Я слышу в его голосе страх. Самообладание солдата продержится лишь какое-то время, словно крепость на трясущемся фундаменте. Мне доводилось видеть, как простые воины Империума не выдерживали ужасающих обстоятельств разведывательной войны и крестовых походов. Встречаясь с неведомыми врагами галактики — технологическими мерзостями, сумасшедшими изоляционистами или ужасами ксеносов — я знал солдат, которые теряли контроль над телом и разумом.
— Эванз из Восферского 14-го, — повторяю я. Мой голос надвигается на него, словно мощная, непоколебимая стена. Я пытаюсь передать солдату толику собственного мужества и бесстрашия. — Я хочу, чтобы ты прикрывал нам тыл. Если увидишь, как сзади что-то подкрадывается, я хочу знать об этом. Ясно, солдат?

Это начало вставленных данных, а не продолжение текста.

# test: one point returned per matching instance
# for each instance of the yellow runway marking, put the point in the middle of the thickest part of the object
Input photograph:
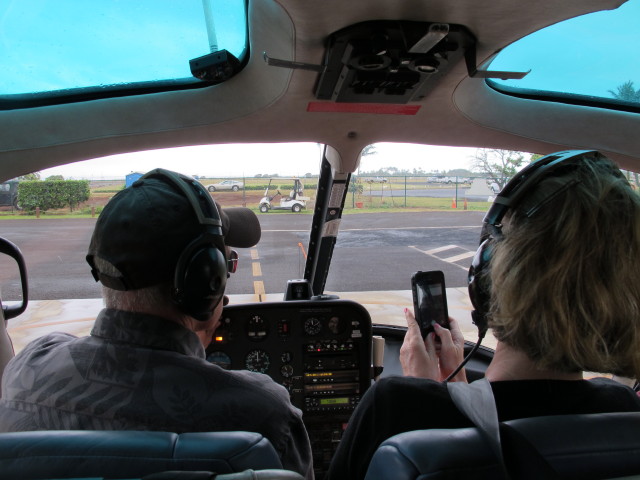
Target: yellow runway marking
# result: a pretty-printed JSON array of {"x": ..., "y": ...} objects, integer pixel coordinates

Цикатриций демонстративно взводит свою фузею и плотно прижимает оружие к плечу, прикрытому противоосколочной броней.
— Клянусь честью, лорд Пелион.
Мы преодолеваем темные переплетения Пенетралии, и я чувствую, как неровные проходы сжимаются вокруг. Мысленно я представляю миллионы тонн камня над моим шлемом.
Сами туннели лабиринта внезапно кажутся угрожающими, они извиваются, поворачивают, поднимаются и опускаются. Похоже, что несколько раз мы делаем круг, и коридоры представляются мне клубком корчащихся змей. За каждым углом тупики и пустоты, которые вынуждают постоянно проводить вылазки в тесные проходы и тенистые боковые туннели.
Несколько раз мои сердца начинали биться быстрее при известии о предположительном контакте с врагом. Я жажду противника. Возможно, мы обнаружили труп-призрак Унгола Шакса… а может, и нет. Если его Несущие Слово еще бродят по коридорам Пенетралии, они мои. Я поклялся, что мой клинок прикончит их. Дело не завершено. Задача не выполнена.
Однако раз за разом враги оказываются тенями и силуэтами, созданными нашим собственным светом — сама скала играет с нами. Цикатриции просят прощения, но сложно не заметить, как глубина лишает их самообладания. Рубцовая ткань на их лицах туго натянута от напряжения, губы не улыбаются, глаза смотрят сквозь щели шлемов в ожидании чего-то ужасного.